Dalam paparannya, Budi Afrizal menjelaskan distribusi logistik difokuskan pada pemenuhan kebutuhan dasar masyarakat yang terdampak bencana hidrometeorologi. Penyaluran bantuan dilakukan secara bertahap dengan mengacu pada data tunggal kebencanaan yang bersumber dari Badan Nasional Penanggulangan Bencana (BNPB) serta melalui persetujuan Pemerintah Aceh.
Berdasarkan rekapitulasi penyaluran, Kabupaten Aceh Tamiang tercatat sebagai wilayah dengan penerimaan bantuan logistik terbesar, yakni mencapai 356.103 ton. Di posisi berikutnya terdapat Kabupaten Aceh Utara dengan total 201.219 ton bantuan, disusul Kabupaten Bireuen yang menerima 86.065 ton.
Baca juga: Prabowo Kaji Opsi Terapkan WFH Untuk Hemat Penggunaan BBM
Beberapa wilayah lain juga tercatat menerima distribusi logistik dalam jumlah cukup besar. Kabupaten Aceh Timur memperoleh 54.290 ton, Kabupaten Pidie Jaya menerima 49.473 ton, dan Kabupaten Aceh Tengah mendapat 45.446 ton bantuan logistik.
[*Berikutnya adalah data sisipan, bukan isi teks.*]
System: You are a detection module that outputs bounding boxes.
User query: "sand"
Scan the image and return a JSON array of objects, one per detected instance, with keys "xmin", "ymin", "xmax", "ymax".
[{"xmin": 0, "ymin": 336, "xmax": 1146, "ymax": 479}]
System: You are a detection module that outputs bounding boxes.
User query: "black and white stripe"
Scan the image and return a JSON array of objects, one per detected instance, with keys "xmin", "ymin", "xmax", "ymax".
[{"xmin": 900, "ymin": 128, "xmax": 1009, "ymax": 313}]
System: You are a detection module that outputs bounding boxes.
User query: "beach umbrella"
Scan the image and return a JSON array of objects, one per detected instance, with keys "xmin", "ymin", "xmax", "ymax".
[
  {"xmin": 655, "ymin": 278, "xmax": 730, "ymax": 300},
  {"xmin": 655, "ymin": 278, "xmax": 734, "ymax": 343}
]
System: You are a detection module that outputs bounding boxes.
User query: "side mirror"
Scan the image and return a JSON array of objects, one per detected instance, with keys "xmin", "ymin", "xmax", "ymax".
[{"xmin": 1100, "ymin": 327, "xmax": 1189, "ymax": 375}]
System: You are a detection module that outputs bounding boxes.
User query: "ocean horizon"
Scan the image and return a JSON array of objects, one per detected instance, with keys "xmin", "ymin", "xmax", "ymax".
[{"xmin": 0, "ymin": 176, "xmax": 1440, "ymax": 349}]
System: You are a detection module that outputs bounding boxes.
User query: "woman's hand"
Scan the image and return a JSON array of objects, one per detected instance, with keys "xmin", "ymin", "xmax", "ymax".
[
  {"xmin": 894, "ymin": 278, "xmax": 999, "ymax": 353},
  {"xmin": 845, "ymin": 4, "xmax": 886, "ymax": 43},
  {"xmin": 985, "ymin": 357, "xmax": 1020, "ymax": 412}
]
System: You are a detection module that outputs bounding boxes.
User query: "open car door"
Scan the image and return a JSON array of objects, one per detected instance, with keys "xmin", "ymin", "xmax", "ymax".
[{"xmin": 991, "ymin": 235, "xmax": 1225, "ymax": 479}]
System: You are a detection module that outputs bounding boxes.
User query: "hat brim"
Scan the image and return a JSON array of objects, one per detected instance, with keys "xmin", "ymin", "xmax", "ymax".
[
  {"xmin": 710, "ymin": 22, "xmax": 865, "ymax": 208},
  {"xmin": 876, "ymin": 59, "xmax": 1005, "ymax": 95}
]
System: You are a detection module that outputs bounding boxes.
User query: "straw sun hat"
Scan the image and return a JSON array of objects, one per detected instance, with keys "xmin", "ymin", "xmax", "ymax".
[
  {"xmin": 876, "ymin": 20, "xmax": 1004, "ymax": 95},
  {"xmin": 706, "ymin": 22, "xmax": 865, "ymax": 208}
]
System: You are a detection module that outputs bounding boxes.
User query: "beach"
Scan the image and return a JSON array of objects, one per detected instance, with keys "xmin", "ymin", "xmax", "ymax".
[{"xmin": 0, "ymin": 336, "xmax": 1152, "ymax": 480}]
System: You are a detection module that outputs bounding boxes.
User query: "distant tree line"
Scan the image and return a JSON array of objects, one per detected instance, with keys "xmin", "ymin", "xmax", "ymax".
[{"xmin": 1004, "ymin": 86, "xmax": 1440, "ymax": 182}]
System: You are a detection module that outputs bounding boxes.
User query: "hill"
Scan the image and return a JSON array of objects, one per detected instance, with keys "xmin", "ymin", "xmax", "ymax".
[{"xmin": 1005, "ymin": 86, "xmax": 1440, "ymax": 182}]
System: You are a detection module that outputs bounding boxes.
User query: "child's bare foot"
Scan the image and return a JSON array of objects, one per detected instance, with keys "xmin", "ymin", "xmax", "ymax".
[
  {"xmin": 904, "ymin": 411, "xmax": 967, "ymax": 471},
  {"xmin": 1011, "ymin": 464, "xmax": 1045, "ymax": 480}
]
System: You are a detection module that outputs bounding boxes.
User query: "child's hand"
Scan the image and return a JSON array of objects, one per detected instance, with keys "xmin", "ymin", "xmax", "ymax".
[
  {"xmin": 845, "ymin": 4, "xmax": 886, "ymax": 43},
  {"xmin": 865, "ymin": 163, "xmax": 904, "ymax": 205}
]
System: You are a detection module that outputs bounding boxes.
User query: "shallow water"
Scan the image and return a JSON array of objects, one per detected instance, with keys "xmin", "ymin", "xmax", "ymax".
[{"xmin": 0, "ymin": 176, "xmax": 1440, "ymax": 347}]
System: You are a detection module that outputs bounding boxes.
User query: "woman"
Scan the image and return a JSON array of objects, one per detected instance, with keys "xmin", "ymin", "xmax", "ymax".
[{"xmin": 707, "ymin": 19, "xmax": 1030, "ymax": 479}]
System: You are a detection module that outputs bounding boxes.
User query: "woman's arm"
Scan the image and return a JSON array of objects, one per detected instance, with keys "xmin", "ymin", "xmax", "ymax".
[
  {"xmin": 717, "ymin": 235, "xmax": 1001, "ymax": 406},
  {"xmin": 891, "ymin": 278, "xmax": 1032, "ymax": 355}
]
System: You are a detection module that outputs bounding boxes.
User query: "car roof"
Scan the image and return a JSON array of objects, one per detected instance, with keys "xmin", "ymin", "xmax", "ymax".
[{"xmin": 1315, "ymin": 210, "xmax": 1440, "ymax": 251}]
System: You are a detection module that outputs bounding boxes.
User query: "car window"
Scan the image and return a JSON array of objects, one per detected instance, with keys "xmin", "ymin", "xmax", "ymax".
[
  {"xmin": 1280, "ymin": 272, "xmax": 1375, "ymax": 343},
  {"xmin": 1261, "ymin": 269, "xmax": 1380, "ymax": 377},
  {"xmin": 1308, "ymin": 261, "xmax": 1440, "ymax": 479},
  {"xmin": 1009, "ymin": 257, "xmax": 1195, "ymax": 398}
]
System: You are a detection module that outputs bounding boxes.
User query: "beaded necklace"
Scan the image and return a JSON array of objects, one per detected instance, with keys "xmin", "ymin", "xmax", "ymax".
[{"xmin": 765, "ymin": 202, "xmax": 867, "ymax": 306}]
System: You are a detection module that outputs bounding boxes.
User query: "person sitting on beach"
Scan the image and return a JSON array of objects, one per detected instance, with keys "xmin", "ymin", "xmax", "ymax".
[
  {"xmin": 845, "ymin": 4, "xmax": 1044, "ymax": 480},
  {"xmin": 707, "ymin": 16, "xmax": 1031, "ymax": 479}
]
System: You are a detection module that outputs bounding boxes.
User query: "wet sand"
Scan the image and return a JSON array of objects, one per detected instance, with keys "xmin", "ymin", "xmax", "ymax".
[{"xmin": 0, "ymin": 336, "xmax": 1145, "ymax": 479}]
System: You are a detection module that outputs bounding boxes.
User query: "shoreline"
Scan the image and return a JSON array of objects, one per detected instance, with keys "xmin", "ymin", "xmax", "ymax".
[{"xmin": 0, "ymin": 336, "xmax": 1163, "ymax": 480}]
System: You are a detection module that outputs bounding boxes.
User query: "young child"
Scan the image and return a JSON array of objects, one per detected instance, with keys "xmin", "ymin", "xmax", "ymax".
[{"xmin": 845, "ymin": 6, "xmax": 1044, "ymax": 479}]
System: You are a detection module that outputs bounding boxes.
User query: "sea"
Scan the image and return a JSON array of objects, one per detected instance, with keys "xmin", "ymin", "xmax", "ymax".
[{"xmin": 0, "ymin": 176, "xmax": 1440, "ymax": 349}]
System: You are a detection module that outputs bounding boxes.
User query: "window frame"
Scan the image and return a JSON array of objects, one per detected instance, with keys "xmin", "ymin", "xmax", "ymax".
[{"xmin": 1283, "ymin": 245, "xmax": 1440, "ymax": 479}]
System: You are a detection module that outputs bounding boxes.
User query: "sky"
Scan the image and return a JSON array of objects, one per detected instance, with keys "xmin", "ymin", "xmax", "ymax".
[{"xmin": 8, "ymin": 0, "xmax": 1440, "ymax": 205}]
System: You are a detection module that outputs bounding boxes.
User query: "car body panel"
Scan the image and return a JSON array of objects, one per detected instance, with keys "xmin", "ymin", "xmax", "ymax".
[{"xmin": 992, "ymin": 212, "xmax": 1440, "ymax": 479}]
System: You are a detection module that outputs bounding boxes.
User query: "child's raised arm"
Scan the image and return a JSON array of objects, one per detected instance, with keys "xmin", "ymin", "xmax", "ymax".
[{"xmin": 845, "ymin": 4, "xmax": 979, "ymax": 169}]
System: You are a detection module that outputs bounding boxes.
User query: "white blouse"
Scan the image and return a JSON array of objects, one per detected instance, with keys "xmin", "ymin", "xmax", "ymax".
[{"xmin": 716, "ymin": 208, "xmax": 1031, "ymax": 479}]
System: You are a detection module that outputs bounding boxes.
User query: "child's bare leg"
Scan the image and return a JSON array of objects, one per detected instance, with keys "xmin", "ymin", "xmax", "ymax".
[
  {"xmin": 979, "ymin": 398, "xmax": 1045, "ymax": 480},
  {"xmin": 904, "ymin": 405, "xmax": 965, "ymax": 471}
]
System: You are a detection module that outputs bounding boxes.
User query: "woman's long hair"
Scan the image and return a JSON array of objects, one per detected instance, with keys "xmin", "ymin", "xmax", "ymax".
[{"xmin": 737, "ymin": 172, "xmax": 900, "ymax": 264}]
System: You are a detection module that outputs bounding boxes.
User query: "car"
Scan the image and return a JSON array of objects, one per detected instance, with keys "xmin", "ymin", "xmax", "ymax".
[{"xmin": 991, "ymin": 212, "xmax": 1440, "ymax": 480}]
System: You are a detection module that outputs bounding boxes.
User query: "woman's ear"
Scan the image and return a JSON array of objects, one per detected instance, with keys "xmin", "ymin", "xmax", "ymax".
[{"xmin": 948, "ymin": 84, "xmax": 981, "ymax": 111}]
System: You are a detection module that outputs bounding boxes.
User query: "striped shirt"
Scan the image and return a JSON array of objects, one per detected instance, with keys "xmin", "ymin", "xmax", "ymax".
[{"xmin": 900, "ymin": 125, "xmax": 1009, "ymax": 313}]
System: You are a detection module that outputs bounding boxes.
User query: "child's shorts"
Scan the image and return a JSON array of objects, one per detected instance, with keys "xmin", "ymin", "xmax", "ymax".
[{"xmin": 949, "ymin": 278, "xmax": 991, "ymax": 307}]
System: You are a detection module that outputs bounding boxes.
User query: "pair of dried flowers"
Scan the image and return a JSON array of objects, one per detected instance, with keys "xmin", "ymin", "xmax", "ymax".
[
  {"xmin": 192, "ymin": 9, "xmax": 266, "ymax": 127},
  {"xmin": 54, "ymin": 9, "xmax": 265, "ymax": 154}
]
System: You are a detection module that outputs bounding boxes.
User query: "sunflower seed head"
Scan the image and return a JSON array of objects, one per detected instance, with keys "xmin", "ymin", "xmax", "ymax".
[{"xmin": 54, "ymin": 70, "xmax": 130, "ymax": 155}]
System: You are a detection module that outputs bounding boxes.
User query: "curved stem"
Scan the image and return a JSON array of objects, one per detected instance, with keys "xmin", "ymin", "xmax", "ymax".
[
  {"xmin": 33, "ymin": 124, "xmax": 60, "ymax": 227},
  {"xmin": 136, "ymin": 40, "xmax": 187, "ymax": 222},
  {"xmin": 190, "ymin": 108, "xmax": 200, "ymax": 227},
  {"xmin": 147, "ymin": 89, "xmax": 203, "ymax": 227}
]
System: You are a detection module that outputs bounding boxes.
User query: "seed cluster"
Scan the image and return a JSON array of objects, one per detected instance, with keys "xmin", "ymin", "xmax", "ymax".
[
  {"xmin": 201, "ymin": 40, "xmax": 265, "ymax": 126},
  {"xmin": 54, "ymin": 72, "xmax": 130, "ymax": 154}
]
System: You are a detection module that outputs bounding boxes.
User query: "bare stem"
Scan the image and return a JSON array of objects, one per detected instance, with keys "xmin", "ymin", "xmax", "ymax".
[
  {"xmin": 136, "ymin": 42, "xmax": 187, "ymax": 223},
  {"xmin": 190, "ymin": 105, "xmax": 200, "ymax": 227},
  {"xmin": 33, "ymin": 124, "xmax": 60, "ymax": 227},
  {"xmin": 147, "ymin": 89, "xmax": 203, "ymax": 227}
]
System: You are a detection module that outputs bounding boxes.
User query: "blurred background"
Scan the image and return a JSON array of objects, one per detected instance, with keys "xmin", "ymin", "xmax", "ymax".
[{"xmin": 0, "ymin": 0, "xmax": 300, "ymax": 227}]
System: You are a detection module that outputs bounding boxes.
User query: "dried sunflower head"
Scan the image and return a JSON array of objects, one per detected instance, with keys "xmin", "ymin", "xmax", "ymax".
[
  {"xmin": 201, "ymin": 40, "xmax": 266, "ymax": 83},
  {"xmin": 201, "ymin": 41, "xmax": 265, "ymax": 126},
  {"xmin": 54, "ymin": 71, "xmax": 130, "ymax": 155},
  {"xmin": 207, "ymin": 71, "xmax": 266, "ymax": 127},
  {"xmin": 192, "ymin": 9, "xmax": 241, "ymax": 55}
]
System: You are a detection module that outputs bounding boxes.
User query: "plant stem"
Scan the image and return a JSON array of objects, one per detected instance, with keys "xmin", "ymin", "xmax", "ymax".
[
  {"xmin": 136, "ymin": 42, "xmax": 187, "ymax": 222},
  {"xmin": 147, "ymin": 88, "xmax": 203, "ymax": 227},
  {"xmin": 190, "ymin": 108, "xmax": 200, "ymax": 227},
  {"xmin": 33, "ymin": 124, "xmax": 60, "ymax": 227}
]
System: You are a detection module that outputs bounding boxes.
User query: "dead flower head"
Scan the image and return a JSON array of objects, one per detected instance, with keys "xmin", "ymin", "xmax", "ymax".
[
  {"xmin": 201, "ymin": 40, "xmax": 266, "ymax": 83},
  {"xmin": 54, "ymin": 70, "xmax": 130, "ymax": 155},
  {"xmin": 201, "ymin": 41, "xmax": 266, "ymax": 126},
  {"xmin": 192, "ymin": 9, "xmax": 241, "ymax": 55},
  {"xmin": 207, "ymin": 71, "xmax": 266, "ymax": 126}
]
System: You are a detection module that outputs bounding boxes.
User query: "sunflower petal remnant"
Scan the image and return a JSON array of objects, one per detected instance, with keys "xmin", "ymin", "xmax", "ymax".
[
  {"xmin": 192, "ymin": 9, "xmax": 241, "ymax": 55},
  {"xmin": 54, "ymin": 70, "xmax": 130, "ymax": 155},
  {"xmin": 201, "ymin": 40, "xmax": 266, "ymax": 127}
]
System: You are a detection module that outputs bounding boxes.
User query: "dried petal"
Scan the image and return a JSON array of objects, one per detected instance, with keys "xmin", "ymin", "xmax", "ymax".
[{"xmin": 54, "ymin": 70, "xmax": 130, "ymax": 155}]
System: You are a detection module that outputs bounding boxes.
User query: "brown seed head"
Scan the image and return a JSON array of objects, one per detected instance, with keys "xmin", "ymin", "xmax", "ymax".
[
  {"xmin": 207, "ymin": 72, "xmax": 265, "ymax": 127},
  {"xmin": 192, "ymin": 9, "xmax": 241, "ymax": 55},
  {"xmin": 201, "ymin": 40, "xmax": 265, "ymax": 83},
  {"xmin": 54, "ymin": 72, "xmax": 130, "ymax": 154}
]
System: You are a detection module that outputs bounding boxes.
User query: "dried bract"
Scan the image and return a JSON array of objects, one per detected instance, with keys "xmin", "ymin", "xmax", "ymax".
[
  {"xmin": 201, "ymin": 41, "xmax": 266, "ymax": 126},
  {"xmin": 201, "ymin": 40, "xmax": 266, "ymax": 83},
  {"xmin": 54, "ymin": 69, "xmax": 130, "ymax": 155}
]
Sementara itu, Kota Lhokseumawe tercatat menerima 18.068 ton bantuan dalam rangka penanganan dampak bencana.
Pada kategori distribusi menengah, bantuan logistik disalurkan ke sejumlah daerah, antara lain Kabupaten Bener Meriah sebanyak 21.906 ton, Kabupaten Nagan Raya 12.860 ton, Kabupaten Aceh Selatan 10.331 ton, serta Kabupaten Aceh Barat yang menerima 9.540 ton. Bantuan juga disalurkan ke Kabupaten Aceh Jaya sebanyak 9.017 ton, Kabupaten Simeulue 7.959 ton, Kabupaten Aceh Besar 7.350 ton, Kabupaten Pidie 7.695 ton, serta Kota Langsa dengan total 6.418 ton.
Selain itu, beberapa wilayah menerima distribusi dalam jumlah lebih kecil. Kota Sabang tercatat menerima 4.799 ton bantuan, Kabupaten Aceh Singkil 4.337 ton, Kabupaten Gayo Lues 3.174 ton, Kota Banda Aceh 2.863 ton, Kabupaten Aceh Barat Daya 2.836 ton, Kota Subulussalam 2.388 ton, dan Kabupaten Aceh Tenggara sebanyak 1.056 ton.
Selain itu, Budi Afrizal juga menyampaikan realisasi berbagai program bantuan sosial di Aceh telah mencapai lebih dari 95 persen dari target penyaluran. Program tersebut meliputi Program Keluarga Harapan, bantuan sembako, bantuan usaha ekonomi produktif, serta bantuan bagi penyandang disabilitas.
Menurutnya, seluruh proses penyaluran dilakukan secara terkoordinasi lintas sektor untuk memastikan bantuan tepat sasaran dan menjangkau masyarakat di wilayah terdampak.
“Data ini menjadi dasar evaluasi kesiapsiagaan logistik serta penguatan respons penanganan darurat bencana di Aceh ke depan,” kata Budi Afrizal.